Reprocessing HAL into NA and CL is very immersive, because NaCl is salt, basically.

One reason why I quit EVE Online was it’s lack of realism. I was an industrialist there and I had enough of building ships from tritanium, pyerite, mexallon, isogen, nocxium, zydrine and megacyte. This stuff doesn’t make any sense. I wanted to build ships from steel, aluminum, titanium, tungsten, carbon fibers, ceramics, etc.

I think the game pushes many people into self-sufficient production rather than trade (see my CX storage threrad) because trade is a little bit broken. At those top levels of tech development, no TCO means you’ll have to become a producer first. And if you produce your own, why not use it rather than sell it. And there’s your problem in a nutshell.

One player has 60,000 DW for sale at over twice the market price. Even if he dumped it all, he’s sitting on 3m cr. He could get out of the water business and start a rare mineral business instead. He has the credits, they’re just tied up in DW that will never be sold at his price. And there’s no reason for him to do so, he obviously has enough money, there’s nothing pushing him to move into different trades.

It is actually, there’s little to no HE around, so making the MHL to build a Hydroponics plat is really hard. Which comes back to the lack of supply of resources and we’re right where we started! Its all very circular :slight_smile:

This is relatively recent. It wasn’t like that 2 month ago. For sure new people will step in and start extracting HE. Because there are many HE planets over there, and extracting HE is not more difficult than extracting H. I mean these are the same kind AEF+INS planets. Myself I am working on iodine I which is also need for MHL.

Trade is not broken. One should just read correctly the signals the market desperately tries to send.
I will write about the Antares area which is the only one I know. More fancy stuff requiring technicians and engineers is not what the economy here needs at the current stage. The economy here requires some more rare raw materials, like HE, NE, AR, AUO, TIO, CLI, BER. It requires more of some basic stuff like C, AL, iodine I, FLX, plastics PE, PG, more FE and STL, more OVE and PT. Even more hydrogen H would be great. A lot of potential revenue here.
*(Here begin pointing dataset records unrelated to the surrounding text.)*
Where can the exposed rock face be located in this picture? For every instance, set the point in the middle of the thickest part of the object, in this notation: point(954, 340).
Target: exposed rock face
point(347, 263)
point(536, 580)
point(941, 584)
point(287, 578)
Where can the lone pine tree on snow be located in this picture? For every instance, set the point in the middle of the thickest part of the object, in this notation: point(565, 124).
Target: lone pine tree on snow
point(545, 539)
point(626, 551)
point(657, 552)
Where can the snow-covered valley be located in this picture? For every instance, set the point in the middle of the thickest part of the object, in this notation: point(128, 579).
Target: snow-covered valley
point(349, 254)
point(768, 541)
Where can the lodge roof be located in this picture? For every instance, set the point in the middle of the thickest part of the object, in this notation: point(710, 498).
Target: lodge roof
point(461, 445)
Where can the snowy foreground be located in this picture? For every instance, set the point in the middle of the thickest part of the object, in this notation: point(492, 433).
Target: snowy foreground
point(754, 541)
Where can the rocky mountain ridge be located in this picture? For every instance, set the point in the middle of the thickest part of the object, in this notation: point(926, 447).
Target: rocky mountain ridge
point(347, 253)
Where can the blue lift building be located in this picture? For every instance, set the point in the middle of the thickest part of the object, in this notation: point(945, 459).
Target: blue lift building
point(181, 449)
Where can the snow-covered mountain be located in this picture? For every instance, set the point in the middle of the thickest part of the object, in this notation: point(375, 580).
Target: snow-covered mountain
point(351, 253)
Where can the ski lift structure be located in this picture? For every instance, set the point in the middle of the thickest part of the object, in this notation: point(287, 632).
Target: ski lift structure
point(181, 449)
What I try to say is that indeed for smaller solo players producing high tier goods is not an option. One has to be either vertically integrated across many different planets, or be part of a corporation, or both. However, this does not mean that smaller solo players have nothing to do in the game. To the contrary, there is a lot of in-game money to be earned just by producing some pioneer and settler level products in high demand, and even by extracting some less common raw resources. An issue that hasn’t been raised so far is that the player base of PrUn is not very responsive to market signals. I strongly suspect that the majority of players have no clue how to play this game, make wrong decisions and are very inefficient overall. Let me give an example from Antares area. Flux FLX is a settler level product produced in chemical plants CHP, according to the recipe 1 LST → 10 FLX. The price of FLX on ANT CX is much higher than the historical average. The bid is at 105 AIC. The LST to the contrary is low on the CX, just at 64 AIC ask. So with one LST at 64 AIC, on can produce 10 FLX worth at least 1050 AIC. At this stage the market is no longer signaling, it is literally screaming: “Build this CHP, buy this LST, produce this FLX and sell it on the market !”. But no, no reaction from the player base. The only sell orders for FLX is see come from the same established players who earn a lot of money with it.